The school’s new main entrance opens to a foyer where people were seated enjoying food from a taco bar in the new serving kitchen. Nearby, children purchased goodies from a concessions stand. Cheers from inside the renovated gym could be heard.
In a seating area outside the main office, sophomore Josie Howlett and senior Lara Guenzler waited to lead people on building tours.
Crossing over from the new addition to the renovated existing building is virtually seamless. “Before” photos are posted around the building to help people see what changes were made.
What wowed Howlett and Guenzler was the spaciousness and lightness of the building, especially the classrooms, which are a major upgrade. It’s easier to spread out and do group work, labs or large projects, according to Howlett and Guenzler.
Another marked improvement, Howlett noted, are seating arrangements staged throughout common areas of the building where students can hang out, eat lunch and study.
A few classes previously held at the elementary/middle school due to space restrictions in the old building, have moved back into the high school. Among those classes were life skills and students who needed to use the computer lab. Now, the high school has its own computer lab, an adequately sized life skills/resource room along with a multimedia production room for journalism and yearbook students.
In addition to a regular door, some classrooms also have sliding glass doors. The sliding glass doors allow teachers to extend the classroom out into the hallway, or allow students to work outside the classroom while remaining visible to teachers Howlett explained.

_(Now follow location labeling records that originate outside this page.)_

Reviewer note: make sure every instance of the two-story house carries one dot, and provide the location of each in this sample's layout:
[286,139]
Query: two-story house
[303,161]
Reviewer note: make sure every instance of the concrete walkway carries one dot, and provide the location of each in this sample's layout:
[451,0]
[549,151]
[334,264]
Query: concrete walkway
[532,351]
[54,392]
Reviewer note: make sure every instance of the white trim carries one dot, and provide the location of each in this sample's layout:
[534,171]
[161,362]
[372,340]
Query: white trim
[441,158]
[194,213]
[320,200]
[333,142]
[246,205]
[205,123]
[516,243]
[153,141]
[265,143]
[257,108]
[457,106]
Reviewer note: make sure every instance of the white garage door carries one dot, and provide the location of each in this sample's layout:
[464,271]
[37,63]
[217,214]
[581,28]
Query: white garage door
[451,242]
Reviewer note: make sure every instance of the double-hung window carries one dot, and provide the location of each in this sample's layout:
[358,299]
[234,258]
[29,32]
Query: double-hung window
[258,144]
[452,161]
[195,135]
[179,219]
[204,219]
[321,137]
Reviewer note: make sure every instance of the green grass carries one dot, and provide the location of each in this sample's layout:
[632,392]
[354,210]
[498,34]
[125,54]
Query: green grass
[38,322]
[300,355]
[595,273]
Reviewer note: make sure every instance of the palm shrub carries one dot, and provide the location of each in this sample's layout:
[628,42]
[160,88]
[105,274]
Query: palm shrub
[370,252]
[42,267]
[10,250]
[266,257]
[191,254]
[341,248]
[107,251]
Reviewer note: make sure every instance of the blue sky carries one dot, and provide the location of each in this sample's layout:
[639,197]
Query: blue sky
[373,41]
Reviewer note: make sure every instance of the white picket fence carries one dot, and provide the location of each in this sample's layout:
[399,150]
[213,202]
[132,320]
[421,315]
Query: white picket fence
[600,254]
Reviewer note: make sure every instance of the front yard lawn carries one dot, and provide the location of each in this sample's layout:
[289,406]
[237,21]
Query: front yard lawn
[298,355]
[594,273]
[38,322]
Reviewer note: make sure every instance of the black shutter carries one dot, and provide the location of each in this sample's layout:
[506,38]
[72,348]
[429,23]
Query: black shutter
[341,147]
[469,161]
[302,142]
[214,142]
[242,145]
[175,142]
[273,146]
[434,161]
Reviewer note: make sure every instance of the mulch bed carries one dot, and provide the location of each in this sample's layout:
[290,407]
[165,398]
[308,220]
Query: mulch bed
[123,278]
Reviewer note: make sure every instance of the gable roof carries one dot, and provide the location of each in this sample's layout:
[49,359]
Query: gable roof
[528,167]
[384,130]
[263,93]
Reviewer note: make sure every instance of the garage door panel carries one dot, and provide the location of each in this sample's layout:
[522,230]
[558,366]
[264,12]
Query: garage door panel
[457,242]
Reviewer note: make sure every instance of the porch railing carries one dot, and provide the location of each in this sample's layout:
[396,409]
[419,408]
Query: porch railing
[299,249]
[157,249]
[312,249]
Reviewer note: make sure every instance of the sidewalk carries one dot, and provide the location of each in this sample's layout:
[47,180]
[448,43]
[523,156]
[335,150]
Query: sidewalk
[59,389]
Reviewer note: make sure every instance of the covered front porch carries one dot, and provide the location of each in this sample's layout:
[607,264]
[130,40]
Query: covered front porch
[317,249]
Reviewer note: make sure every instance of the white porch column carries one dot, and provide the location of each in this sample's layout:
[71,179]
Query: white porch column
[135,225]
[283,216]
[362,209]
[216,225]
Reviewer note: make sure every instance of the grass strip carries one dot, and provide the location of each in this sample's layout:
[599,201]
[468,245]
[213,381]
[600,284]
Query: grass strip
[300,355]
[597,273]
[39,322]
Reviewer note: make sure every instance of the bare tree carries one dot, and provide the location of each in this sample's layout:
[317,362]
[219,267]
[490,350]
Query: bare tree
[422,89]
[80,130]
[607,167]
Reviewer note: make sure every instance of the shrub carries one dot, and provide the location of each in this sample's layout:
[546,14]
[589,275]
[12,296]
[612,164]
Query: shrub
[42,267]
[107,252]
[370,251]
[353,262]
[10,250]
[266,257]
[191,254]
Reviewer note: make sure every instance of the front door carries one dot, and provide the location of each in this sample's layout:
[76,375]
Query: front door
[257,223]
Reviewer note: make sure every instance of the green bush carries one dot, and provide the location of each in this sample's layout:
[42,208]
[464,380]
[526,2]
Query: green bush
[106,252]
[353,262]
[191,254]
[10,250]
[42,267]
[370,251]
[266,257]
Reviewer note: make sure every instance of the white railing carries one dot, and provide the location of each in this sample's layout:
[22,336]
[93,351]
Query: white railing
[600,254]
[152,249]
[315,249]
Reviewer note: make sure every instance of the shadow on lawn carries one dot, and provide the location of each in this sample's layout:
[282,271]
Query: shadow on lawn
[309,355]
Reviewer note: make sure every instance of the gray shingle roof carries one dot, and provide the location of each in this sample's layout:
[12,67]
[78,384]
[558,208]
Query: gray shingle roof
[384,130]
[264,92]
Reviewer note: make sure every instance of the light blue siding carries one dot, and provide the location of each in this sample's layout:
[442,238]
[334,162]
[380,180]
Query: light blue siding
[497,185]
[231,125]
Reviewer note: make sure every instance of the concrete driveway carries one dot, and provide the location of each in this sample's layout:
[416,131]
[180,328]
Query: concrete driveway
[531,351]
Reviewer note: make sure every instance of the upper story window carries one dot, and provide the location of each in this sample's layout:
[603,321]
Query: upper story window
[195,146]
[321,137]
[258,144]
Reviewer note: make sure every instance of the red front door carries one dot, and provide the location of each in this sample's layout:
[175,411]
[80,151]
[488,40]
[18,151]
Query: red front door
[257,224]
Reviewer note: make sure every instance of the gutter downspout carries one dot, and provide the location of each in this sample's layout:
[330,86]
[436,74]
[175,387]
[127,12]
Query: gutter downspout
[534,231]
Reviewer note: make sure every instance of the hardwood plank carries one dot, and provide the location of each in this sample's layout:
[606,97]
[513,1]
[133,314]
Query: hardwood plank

The furniture choices also offer flexibility in how seating is arranged. Jensen commended Robbins’ involvement in the construction project, specifically how he spearheaded the selection process on what furniture, fixtures and equipment to buy based on teacher input.
One of the many highlights of the project, are two science labs — one outfitted for physics, chemistry and anatomy, the other for biology, astronomy and forensics. The two rooms share a fume hood in their adjoining wall. The labs are now large enough to accommodate lab workstations and regular desks and chairs, which wasn’t possible before. Previously students had to work in an inadequately-sized lab separate from their classroom.
In addition to taking advantage of natural light, architects set their sights on Bigfork Bay.
“And out there is the bay,” Howlett said in one of the second-floor classrooms. “Right below here would be the sitting area [courtyard].”
Although it is dark outside, the water is visible beneath lights dotting the shore.
One of the stops on the tour that Howlett was excited to show off was the band room. A clarinet player, Howlett talked about the acoustics and practice rooms. Next door is a similarly designed choir room.
A central feature of the building is the library, which was moved from the second floor to the first. A roll-up wall and movable shelving are just more examples where design and function meet in providing schools with flexibility in how spaces are used.
One of the last stops on the tour was the community room, located just beyond the library. Wrestlers were busy practicing inside. Howlett and Guenzler said cheerleaders also practice in the room, but it also available for community meetings and events.
Bigfork residents Nancy and Rick Trembath were quite impressed after touring the building.
“It’s so welcoming,” Nancy said.
She said it was great to see the results of the community’s investment in its youth.
“We’re just delighted the community went for the bond to support our young people,” she said.
The remaining contingency money will be used to complete projects that were set aside for later consideration if money was available through the value engineering process. Projects slated for completion include: an extra sidewalk, additional parking spaces (between 10-15), multimedia equipment (green screen production space and additional computers), and dry storage on the vocational education building.
In addition to completing these projects the district plans to retain around $20,000 in contingency money for a year in the event an issue arises and funds are needed.